Alime Coşkun’un avukatı Muzaffer Çınar, "Öncelikle sorun şuradan kaynaklanıyor. Çalışmış olduğu kurumda Alime Coşkun ve Halime Coşkun birbirine h harfi eklenerek, benzer isimler olduğu için ve kurumda çalışan oradaki muhasebeci tarafından yapılan işe giriş bildirgelerinde tahrifat yapıldığından dolayı şu an imza incelemesi yapıyoruz. Mecburen o şekilde yapıyoruz. Başka türlü işin içinden çıkamadık çünkü. Bilirkişiler de bu işin içinden çıkamadı, mahkeme birçok bilirkişi gördü. Bu arada dosya Yargıtay’a gitti, Yargıtay’dan bozuldu geldi. Ben dosyayı 2016 yılında aldım."

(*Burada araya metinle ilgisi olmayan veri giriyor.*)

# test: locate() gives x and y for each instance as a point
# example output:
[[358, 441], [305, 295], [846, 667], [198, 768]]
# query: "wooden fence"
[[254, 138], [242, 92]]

"Benden önce başka bir avukatla çalıştı. Şu an asıl mesele kurumdaki muhasebecinin yapmış olduğu tahrifatlardan kaynaklanıyor. O şahıs, o tahrifatları yapmamış olsa şu an çoktan bitecekti. Biz tek tek imzalar hakkında bir bilirkişi incelemesi, İzmir Kriminal’e gidecek dosyalar, oradaki bilirkişiler tarafından imzaların incelenmesi yani teknik konularda inceleme yapılacak. Hangi imza kime ait, Alime Hanıma mı yoksa Halime Hanıma mı ait. O imzalardan teknik inceleme yapılacak. Teknik incelemeden sonra imzalar Alime Hanıma aittir veya diğer tarafa aittir diye raporlar gelecek ve o rapor sonrası karar çıkacak diye tahmin ediyoruz" diyerek mahkemenin sonuçlanabilmesi için İzmir Kriminal’den gelecek olan bilirkişi raporlarını beklediklerini söyledi.
Öte yandan SGK yetkililerinden edinilen bilgiye göre konunun adli makamlara intikal etmiş bir konu olduğunu ve adli makamlar tarafından çözüme kavuşturulması halinde ivedilikle yaşanan mağduriyetin giderileceği ifade edildi.